I press her name. The call rings twice before she answers. “Hey,” she says, voice softer than usual. Not sleepy. Not flirty. Just…careful.
“Morning,” I reply. “Did I wake you?”
“No. Everything okay?”
“I was thinking,” I begin, choosing my words deliberately, “that I would like to see you again. Properly.”
There’s a pause long enough that I register it. “You mean the other night wasn’t proper?”
“You know what I mean.”
A faint laugh. But it doesn’t carry the same ease. “I’d like that.”
There’s something under the agreement. A shift in tone I can’t quite decode. “You don’t sound certain.”
“I am.”
“But?”
She exhales softly. “It’s just…complicated.”
“Because of Jason?”
“No.” The quickness of that response is telling. “Why would you ask about him?”

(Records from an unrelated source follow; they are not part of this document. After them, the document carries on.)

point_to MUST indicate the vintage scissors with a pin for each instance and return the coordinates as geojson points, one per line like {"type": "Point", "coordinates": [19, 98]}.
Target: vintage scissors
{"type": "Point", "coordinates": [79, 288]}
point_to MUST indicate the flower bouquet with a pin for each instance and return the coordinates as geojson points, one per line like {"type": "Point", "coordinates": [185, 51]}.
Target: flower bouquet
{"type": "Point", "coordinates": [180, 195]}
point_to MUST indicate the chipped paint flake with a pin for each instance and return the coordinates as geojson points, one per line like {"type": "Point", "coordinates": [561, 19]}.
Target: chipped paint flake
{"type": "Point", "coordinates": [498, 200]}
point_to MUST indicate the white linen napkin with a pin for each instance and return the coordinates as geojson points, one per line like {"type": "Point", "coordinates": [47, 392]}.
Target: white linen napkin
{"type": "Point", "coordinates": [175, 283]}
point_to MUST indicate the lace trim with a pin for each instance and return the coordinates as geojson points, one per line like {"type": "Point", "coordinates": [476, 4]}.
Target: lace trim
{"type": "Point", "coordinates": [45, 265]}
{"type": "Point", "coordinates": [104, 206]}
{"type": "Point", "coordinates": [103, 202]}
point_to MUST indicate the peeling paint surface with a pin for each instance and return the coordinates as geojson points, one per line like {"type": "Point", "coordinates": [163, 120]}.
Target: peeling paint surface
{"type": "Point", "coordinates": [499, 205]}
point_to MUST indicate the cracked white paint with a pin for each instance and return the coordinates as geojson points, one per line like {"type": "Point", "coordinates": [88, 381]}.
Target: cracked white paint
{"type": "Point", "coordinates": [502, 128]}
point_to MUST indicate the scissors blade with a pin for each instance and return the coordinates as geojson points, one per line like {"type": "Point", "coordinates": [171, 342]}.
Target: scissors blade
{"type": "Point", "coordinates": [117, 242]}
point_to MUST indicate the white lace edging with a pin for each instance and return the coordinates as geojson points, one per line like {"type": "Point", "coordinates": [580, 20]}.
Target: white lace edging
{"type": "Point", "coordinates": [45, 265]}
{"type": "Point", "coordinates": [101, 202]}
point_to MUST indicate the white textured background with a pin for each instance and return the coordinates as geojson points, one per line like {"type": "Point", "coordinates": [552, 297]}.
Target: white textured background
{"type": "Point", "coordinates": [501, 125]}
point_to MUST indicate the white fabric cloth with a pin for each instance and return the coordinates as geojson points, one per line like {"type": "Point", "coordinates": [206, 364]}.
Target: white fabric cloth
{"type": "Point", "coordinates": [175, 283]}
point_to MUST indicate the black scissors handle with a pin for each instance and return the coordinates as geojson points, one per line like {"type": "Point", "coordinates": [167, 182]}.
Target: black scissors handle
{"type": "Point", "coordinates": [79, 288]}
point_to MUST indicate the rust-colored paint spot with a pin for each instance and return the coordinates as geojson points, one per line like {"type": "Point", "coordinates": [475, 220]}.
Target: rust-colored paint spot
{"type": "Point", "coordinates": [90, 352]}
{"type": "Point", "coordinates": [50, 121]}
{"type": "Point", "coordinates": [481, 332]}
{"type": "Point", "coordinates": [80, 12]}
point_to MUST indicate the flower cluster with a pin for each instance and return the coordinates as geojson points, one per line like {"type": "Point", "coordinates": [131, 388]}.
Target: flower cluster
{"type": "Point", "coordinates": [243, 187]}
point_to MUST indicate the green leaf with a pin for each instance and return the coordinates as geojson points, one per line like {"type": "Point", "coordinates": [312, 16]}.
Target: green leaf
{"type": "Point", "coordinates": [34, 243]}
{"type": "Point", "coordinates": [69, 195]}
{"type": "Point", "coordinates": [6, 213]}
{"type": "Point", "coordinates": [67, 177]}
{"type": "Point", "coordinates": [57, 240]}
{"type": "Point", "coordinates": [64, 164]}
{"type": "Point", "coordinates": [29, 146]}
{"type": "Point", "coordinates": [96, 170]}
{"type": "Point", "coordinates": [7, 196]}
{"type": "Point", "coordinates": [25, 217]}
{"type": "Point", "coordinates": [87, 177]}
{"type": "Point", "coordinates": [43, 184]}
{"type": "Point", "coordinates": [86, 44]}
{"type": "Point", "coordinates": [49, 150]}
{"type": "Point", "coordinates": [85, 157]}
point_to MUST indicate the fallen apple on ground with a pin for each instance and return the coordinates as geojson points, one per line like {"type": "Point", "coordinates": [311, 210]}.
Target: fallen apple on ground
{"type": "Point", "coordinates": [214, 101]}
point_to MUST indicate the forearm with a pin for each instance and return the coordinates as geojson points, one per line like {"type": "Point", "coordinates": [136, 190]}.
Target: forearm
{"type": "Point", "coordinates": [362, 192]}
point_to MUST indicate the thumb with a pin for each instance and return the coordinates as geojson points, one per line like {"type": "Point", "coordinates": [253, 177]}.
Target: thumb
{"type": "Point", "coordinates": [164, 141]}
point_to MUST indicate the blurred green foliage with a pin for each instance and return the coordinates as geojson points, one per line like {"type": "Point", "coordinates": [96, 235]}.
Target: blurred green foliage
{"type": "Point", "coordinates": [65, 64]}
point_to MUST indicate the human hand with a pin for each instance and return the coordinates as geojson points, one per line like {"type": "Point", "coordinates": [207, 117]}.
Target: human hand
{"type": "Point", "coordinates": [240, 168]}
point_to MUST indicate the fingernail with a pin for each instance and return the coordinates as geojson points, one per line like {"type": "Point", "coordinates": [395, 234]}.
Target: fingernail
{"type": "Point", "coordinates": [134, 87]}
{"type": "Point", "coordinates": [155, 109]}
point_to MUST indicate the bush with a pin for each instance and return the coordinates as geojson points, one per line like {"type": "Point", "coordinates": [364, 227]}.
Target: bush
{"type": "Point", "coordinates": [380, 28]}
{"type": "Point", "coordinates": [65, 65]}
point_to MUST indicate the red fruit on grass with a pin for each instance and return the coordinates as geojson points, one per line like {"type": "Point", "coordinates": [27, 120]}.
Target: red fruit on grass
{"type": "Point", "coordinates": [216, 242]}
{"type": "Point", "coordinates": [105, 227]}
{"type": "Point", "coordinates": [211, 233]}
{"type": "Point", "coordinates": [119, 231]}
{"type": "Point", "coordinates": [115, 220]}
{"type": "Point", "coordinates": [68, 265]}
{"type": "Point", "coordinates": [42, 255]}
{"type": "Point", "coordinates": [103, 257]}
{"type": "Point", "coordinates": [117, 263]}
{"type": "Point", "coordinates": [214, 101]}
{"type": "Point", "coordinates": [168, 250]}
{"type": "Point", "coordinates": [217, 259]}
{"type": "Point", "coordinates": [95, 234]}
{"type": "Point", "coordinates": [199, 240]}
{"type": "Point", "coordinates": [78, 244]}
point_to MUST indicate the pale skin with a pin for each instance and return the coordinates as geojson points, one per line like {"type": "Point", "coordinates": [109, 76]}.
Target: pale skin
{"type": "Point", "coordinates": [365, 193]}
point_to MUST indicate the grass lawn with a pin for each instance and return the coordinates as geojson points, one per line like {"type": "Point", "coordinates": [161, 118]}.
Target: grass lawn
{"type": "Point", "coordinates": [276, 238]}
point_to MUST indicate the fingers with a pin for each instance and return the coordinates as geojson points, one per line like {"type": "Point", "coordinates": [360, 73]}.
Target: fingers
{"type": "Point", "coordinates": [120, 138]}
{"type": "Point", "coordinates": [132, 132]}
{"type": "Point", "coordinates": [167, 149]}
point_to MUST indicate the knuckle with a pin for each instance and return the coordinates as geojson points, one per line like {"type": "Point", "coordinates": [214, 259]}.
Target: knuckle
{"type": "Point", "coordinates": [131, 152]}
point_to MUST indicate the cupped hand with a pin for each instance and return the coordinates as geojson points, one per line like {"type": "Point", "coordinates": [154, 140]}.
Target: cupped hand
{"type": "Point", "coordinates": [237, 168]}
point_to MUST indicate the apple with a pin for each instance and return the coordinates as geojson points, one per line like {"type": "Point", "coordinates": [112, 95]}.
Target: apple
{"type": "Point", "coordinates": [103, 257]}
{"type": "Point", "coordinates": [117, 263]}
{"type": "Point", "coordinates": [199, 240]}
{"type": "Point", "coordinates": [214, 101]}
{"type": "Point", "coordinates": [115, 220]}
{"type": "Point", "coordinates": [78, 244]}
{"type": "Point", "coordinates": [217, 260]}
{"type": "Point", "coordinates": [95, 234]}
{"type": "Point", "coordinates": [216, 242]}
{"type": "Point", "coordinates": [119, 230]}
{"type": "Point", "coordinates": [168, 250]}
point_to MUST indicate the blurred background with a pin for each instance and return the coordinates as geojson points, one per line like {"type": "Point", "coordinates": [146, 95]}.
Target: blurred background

“Your history with him. That’s all. In case our connection makes this weird for you.”
“And what about your ex-wife?” she asks instead. “I know you’re concerned about her finding out about us.”
“That’s manageable.” I decide to press, gently. “Is the father of the twins still in the picture, Perry?”
Silence stretches. When she speaks again, her voice is steadier than before. “Not really.”
Not really. “That’s not the same as no.”
“I don’t want to talk about that,” she says quietly.
The boundary is clear. I respect it. I have to, don’t I? “Understood.” But her answer gnaws at me. Not really suggests unfinished business.
Snow Valley thrives on unfinished business.
“I don’t want us to be public,” she adds quickly. “At least not yet. This is pretty new, and—”
“You’re a private person. I’m fine with that. So am I.”
“There’s a place a town over,” she continues. “Fabulous Mexican food. No one cares who you are.”
“Is it in Blackbriar?” I assume as much because Amber loved Mexican food, and she took me to every Mexican restaurant in a fifty-mile radius when we were together, but she hates Blackbriar.
It’s not as posh as Snow Valley and her neighbors—that spot is a working-class lumber town. Amber would never be caught dead there.
“Downtown Blackbriar, actually.”
“Send me the address.”
“I will.”
We sit in the quiet for a moment longer.
“Damian,” she says, almost like she’s testing something.
“Yes?”
“Thank you.”
“For what?”
“For not pushing.”
There’s something in that that makes my chest tighten. “I don’t push. If you’re interested in me, great. If not, tell me. But I’ll never push my way into your life, Perry.”
“It’s one of the things I like best about you.”
Strange thing to glom onto, but if she’s happy with it, so am I. A yawn creeps out of me. “Shit. Guess I need actual sleep.”
“Okay. I’ll send you that address and check in with Liv to see when she can sit for me.”
“Sounds good. Talk later.”
“Yeah. Bye, Damian. Sweet dreams.”
We hang up, and I stare at the phone for several seconds.
I have to respect her boundary. But it’s eating at me. Because whatever is unresolved between her and the twins’ father will eventually intersect with me. Snow Valley will ensure it.
Whatever the situation, I’m not afraid of a little gossip.
In fact, I’d be happy to give them something to talk about.